Isolation and Properties of Two Classes of Low-Density Vesicles from Saccharomyces cerevisiae

T G Cartledge 1,, A H Rose 1, Diane M Belk 1, Adelina A Goodall 1
PMCID: PMC221881  PMID: 334741

Abstract

A mixture of small (0.43-μm diameter) and large (0.62-μm diameter) low-density vesicles from spheroplasts of Saccharomyces cerevisiae was fractionated by rate centrifugation in a gradient of 0 to 8% (wt/vol) Ficoll to yield fractions rich (90 to 95%) in small or large vesicles. The large, but not small, vesicles swelled when diluted into mannitol solutions containing less than 0.4 M mannitol. The pH-electrophoretic mobility curve of the large vesicles showed that they are probably enclosed in a phospholipid-protein membrane.

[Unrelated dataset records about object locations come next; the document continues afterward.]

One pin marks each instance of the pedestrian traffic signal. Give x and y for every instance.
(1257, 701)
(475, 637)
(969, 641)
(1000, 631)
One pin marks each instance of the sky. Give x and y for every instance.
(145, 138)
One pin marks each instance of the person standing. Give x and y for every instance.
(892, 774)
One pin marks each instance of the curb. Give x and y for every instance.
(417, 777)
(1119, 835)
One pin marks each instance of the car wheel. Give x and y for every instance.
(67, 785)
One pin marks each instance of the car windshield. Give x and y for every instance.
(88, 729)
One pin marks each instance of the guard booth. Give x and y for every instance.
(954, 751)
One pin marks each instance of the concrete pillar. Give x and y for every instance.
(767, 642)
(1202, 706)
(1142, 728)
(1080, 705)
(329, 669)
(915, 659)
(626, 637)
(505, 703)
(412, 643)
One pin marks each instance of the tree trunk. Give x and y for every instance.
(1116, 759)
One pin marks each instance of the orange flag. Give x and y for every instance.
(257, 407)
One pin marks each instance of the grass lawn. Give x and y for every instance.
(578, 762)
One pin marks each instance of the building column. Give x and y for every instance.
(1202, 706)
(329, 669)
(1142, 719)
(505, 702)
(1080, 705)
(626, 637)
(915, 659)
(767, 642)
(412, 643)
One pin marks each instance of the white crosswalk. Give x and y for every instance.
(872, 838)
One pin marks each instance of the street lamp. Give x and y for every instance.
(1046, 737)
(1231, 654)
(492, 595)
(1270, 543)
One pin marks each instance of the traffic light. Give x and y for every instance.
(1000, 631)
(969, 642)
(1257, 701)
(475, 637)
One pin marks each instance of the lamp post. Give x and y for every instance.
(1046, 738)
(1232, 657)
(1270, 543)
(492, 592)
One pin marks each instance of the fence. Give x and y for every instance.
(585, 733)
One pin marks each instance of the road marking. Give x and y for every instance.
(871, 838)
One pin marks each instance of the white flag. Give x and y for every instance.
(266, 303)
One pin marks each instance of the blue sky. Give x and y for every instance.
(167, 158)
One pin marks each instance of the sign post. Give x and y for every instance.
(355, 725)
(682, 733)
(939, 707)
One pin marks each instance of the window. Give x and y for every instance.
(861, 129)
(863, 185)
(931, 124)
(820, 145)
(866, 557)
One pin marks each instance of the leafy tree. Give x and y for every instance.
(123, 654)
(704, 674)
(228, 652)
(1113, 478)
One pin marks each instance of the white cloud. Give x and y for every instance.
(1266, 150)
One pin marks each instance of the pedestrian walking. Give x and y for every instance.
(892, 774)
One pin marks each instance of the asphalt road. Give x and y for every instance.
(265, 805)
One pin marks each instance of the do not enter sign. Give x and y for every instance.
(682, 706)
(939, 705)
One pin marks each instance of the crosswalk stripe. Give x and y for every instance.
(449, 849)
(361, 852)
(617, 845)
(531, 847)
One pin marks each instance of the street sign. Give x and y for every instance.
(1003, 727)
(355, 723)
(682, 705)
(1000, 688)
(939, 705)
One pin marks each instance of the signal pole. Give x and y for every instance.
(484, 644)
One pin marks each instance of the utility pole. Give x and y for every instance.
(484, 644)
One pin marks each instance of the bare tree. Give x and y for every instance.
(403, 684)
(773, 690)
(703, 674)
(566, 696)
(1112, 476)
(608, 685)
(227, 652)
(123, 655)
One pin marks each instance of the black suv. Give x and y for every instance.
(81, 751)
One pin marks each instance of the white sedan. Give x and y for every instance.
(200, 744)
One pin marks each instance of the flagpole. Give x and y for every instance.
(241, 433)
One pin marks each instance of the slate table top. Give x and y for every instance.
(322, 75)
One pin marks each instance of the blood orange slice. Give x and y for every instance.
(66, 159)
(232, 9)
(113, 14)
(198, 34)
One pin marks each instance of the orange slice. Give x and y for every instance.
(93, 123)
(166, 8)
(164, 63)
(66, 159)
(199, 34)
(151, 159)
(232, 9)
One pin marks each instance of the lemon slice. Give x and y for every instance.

The dyes neutral red and toluidine blue, accumulated into large vesicles by intact cells and spheroplasts, were largely lost from large vesicles when these were separated from stained spheroplasts. Sudan black III stained small and large vesicles, both classes of vesicle retaining the stain on separation. Fractions rich in large vesicles contained proportionately more phospholipid and less free sterols, diacylglycerols, and free fatty acids compared with those enriched in small vesicles. The two classes of vesicles contained about the same proportions of esterified sterols and triacylglycerols. The free fatty acids in both small and large vesicles were free from unsaturated fatty-acyl residues; diacylglycerols and triacylglycerols contained appreciable proportions of unsaturated fatty-acyl residues. Small vesicles were richer in lipase activity, whereas the larger vesicles contained greater β-glucanase and α-mannosidase activities. Phospholipase activity could not be detected in any of the fractions.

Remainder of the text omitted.